Emily Dickinson was an enigma. In her lifetime, only about 10 of the over 1800 poems she wrote were published. Born in Massachusets, USA, she was a recluse, and a prolific writer whose verses often transgressed the usual boundaries and rules of language and existed in the realm of lyrical magic. She is acknowledged as one of the defining poets of the 19th century along with Walt Whitman. She had forsaken the existing rules of poetry writing and instead created her own unique hymn-like verses that gave rise to emotion and mystique in equal parts.

She was born in the year 1830 on this date, and though she is now known to the world as a prolific poet, she excelled at Latin and Sciences as well as a schoolgirl. In fact, so deep was her love for botany that she created a herbarium all on her own, and recognised the number of plants she assembled there by their Latin names. However, the strict rules of formal education were too constricting for her.

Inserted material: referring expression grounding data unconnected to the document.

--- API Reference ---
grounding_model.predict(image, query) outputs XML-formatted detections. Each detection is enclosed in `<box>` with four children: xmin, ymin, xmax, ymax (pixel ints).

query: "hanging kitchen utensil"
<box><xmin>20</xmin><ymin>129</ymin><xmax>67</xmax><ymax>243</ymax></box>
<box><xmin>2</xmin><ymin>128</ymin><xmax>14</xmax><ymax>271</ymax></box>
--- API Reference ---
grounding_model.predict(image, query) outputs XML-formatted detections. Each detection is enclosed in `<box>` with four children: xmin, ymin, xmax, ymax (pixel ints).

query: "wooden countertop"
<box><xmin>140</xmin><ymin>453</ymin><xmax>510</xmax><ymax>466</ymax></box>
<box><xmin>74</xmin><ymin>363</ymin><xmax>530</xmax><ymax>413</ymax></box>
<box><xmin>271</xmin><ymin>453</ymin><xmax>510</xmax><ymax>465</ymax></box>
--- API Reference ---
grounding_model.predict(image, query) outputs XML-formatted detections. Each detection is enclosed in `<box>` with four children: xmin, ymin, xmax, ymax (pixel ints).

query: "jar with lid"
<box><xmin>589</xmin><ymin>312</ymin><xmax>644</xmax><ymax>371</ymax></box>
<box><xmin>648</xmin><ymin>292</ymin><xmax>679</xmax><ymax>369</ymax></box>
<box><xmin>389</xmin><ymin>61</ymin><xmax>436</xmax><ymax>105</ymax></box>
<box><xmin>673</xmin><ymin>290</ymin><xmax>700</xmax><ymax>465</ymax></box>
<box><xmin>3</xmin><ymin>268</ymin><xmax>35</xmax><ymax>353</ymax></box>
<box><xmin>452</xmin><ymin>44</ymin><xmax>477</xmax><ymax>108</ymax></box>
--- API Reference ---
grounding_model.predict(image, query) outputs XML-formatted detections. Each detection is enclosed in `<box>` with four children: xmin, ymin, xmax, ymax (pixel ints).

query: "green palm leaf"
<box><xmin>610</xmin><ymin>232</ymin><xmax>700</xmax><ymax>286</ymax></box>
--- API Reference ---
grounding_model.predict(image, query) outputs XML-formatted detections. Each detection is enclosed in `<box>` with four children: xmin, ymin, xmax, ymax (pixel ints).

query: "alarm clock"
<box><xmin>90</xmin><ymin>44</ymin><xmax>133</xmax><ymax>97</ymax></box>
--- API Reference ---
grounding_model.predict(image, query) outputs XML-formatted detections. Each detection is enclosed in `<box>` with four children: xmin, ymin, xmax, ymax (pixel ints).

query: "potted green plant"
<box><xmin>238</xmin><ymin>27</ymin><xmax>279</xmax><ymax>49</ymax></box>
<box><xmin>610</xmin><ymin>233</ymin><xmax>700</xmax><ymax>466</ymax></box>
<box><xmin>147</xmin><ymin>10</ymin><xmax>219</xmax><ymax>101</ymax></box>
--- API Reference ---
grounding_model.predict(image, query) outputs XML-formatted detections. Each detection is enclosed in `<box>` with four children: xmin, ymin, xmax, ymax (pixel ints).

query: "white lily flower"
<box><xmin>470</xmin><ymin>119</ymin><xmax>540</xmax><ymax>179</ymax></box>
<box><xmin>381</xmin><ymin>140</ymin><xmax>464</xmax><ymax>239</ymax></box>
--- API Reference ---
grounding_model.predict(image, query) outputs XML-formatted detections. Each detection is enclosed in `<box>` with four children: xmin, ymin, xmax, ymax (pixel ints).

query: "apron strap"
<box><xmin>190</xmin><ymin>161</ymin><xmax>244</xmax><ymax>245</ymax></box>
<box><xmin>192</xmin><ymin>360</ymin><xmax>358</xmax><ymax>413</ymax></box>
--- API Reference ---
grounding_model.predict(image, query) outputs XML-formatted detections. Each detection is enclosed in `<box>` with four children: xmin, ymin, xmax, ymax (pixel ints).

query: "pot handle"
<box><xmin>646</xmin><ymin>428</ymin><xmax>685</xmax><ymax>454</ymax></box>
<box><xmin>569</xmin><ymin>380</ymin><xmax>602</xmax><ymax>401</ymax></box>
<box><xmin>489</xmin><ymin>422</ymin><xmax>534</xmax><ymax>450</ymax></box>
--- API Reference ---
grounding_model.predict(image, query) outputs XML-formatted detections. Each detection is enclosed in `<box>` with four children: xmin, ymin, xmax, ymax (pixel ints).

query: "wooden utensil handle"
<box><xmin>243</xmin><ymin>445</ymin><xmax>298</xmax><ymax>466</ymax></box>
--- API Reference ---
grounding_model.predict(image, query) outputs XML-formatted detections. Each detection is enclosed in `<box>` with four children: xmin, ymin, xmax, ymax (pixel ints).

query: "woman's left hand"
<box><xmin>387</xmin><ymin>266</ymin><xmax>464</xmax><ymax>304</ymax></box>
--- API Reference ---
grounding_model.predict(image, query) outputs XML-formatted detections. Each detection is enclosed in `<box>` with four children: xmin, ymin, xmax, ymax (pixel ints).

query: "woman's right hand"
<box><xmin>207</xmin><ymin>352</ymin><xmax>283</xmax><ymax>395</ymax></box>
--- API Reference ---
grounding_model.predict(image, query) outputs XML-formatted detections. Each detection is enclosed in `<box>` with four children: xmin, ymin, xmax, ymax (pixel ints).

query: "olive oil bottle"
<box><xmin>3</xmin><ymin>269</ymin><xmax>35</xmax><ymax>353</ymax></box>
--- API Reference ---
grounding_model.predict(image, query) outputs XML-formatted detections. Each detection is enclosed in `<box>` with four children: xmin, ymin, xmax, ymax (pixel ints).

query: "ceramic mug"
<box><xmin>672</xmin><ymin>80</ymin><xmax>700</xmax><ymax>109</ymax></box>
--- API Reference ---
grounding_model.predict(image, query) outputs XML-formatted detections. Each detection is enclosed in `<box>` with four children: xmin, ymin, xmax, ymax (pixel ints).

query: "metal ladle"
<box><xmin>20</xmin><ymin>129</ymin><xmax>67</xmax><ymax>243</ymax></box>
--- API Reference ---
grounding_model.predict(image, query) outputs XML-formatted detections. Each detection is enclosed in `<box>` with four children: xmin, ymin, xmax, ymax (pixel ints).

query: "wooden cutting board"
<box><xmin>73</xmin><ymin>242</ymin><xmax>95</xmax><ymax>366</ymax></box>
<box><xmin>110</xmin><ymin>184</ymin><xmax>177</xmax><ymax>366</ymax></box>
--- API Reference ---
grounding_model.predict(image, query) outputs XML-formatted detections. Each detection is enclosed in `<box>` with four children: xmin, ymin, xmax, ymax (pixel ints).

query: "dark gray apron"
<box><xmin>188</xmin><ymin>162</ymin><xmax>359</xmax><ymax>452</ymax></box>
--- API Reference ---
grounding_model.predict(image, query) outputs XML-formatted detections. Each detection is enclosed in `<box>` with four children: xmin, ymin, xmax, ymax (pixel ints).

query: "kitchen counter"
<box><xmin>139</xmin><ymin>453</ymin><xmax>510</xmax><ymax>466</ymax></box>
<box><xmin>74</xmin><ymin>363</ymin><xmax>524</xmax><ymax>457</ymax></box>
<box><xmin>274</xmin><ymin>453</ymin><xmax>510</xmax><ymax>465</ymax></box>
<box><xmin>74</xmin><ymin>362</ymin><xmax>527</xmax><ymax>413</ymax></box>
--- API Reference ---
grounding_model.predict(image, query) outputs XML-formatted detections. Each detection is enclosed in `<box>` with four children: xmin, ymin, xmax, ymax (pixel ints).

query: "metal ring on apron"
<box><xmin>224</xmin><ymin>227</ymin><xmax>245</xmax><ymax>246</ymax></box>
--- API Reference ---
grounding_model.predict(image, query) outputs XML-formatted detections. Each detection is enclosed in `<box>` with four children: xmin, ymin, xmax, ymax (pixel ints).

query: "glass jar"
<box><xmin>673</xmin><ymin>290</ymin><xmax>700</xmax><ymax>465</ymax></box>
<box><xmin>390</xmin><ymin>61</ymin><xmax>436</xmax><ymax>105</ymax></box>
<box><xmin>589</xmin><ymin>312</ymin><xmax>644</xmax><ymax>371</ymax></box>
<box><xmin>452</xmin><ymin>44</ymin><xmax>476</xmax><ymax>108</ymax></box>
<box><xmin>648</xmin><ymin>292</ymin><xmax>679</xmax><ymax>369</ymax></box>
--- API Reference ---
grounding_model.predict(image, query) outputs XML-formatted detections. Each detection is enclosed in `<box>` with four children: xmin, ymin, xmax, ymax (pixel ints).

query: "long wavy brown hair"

When the Nobel Committee was anything but woke

Physicist Marie Curie was the first woman to win the Nobel Prize on this day in 1903. She was awarded the honour in Physics for her research in radioactivity along with her husband Pierre Curie and Henri Becquerel. However, this was 1903, and recognition in a male-dominated field did not come easy for Marie. In 1902 when nominations for the first Nobel awards were being put in place, the committee had left Marie out of contention and had cited only Pierre and Becquerel for research on radioactivity. It was only after an intervention by a member of the committee, and Pierre that Marie could get what was rightfully hers. To date, Marie remains the only woman to have been awarded a Nobel Prize twice. She won her second Nobel in 1911 posthumously for the discovery of Radium. This time, alone.